四人互相谦让一番,相携向内堂走去,然而还没走出两步,就听门外家丁又是高呼:“皇太后驾到。”
李明浩这个郁闷哪,看来自己这酒是喝不上了。赶紧快行两步,来到门口,恭迎銮驾。
见太后步下凤銮,李明浩忙低头跪倒:“不知太后驾到,微臣迎接来迟,请太后恕罪。”后面三人也连忙跪倒,齐声道:“恭迎太后。”
“爱卿平身。”太后纤手轻抬,示意众人起身。
“太后快请移驾到内堂休息,为了微臣如此劳动凤驾,微臣实在愧不敢当。”李明浩略略上前一步,躬身请罪。
“爱卿乃是与国有功之人,今日新府落成,哀家自当亲来恭贺。”随即一挥手,身**女奉上礼单。
李明浩谢恩接过,定睛一看,不禁瞠目结舌:“厨子十名,园丁十名,御酒五十坛,贡茶五十斤,绫罗一百匹,珍珠一百颗,壮丁二百名,侍女二百名。”
李明浩不得不再次跪倒:“微臣这个家,可以说完完全全是太后所赐,微臣叩谢太后恩典。”
“哀家赐的东西,哀家自当好好看看,李爱卿,就带哀家参观一下你的新宅吧。”太后待李明浩起身后,含笑说道。
“遵旨。”李明浩恭声应答,对他这新宅子,他也是未曾走全,不过太后有旨,他也只得应命,料想太后也不是专为参观而来,于是直接带着太后来到后花园。因没得懿旨,范仲淹等三人却是没有跟来。
花园不是很大,但此时却正值春暖花开,小园内也是群芳争艳,姹紫嫣红。
“这些花儿开得可真是好。”太后开口赞道。
“所谓一年之计在于春嘛,眼下百花盛开,正是赏春的好时候。”李明浩顺着太后语意应对着。
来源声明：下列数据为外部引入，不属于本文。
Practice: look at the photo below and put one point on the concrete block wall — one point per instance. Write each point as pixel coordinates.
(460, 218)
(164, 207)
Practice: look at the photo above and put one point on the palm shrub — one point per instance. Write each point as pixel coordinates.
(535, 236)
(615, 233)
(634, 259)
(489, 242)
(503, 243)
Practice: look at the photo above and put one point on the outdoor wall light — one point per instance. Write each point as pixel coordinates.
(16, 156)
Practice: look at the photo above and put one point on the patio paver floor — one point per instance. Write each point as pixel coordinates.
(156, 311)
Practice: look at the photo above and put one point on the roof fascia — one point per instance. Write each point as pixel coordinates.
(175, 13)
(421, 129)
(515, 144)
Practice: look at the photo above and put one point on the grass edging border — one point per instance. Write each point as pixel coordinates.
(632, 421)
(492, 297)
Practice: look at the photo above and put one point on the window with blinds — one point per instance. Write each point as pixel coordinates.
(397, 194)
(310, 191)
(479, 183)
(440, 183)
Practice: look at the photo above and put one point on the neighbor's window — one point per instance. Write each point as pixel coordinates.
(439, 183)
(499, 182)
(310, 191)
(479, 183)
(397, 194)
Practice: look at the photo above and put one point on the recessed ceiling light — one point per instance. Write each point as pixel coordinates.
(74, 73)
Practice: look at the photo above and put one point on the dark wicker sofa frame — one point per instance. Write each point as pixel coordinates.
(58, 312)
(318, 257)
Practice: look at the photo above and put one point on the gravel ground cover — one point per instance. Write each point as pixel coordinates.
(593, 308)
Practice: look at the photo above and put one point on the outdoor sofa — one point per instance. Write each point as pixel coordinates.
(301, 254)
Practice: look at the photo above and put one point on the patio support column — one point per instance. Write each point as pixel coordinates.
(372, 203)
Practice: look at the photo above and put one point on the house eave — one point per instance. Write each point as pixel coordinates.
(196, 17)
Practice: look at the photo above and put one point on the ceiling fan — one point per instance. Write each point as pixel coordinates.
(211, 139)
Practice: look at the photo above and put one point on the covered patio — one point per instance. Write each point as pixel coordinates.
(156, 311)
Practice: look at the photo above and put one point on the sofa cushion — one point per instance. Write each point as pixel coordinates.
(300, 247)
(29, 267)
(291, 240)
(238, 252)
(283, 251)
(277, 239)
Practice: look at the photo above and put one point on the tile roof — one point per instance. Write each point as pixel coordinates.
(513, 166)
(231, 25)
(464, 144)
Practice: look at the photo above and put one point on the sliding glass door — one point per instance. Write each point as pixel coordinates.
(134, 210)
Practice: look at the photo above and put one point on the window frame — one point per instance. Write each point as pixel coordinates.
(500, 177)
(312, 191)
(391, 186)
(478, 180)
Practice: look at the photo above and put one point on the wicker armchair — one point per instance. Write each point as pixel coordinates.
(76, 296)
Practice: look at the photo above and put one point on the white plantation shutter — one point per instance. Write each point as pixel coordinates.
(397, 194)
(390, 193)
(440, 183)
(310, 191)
“可是花儿开的再好,却也不会常开不败,总有它凋落的时候,李爱卿,你说对么?”太后突然语锋一转。
李明浩不知太后此言意有何指,不敢胡乱搭话,只得恭声应是。
太后凝眸看了看李明浩,旋即轻笑一声道:“李爱卿胸罗万有,不但颇具将才,更精通齐家治国之道,原本前途无量,但爱卿却无意间与宰相结隙。怕是以后在朝中,会受到些阻碍吧。”
太后这话说了等于没说,只是将明摆着的事讲了一遍,明显是在试探李明浩的反映,但李明浩却又不能不答。
“微臣但求为国为民,竭心尽力,至于朝中争斗,谁胜谁败,又有何妨?是非成败,自有后人评说。”李明浩不明太后来意,也只得胡说乱侃,大唱高调。
“好,爱卿有此胸襟,实是我朝之幸,万民之幸,然而若要为国为民,当须保身立命,方能一展鸿图,命没了自不必去说,若是官丢了,以你一介布衣,又能有何作为呢?”太后终于首先沉不住气,渐渐进入了正题。
“太后教训的是,微臣自当小心行事,以报太后此番点拨之恩。”李明浩仍在含糊其辞。
“小心自是不错,但有些事却绝非只凭小心就能化解,李大人文韬武略,皆有所长,竟真的愚钝至斯么?”太后顿住脚步,面现不悦。
见太后不愿将太极拳再打下去,李明浩也不再顾左右而言其它:“奈何微臣入朝时日尚短,毫无根基,如何能有与吕宰相抗的能力。”
对李明浩的表现颇为满意,太后微微一笑,缓步前行,手指花丛道:“爱卿不觉得此时的吕相,就如眼前的鲜花么?”
李明浩微一怔神,旋即明白了太后的意思,知道此时如果自己再继续装傻,将会引起太后误会,以为自己不肯依附,这个损失他可不愿承担,现在就是一个站队的问题,皇上那边因吕相的存在已是很难站过去了,若是此时再不把太后抛过来的橄榄枝接住,那自己在朝中,可是真的混不下去了。若是李明浩打算久居大宋,他自不会选择去依附太后,毕竟历史上最后还是皇上亲政,但李明浩在大宋却是只待寥寥数年,而此时正是太后掌权的时候,孰轻孰重,何去何从,他用脚后跟都想得明白,这个队,他自然是站在太后这边。
想通了其中关节,李明浩不再犹豫,上前躬身道:“太后的意思是说,花,总有凋落的时候?”
太后看着李明浩,满意的点点头,这才像个样子嘛,就算是我有意拉拢,但我贵为太后,有些事总不能让我先说,你这可是态度问题。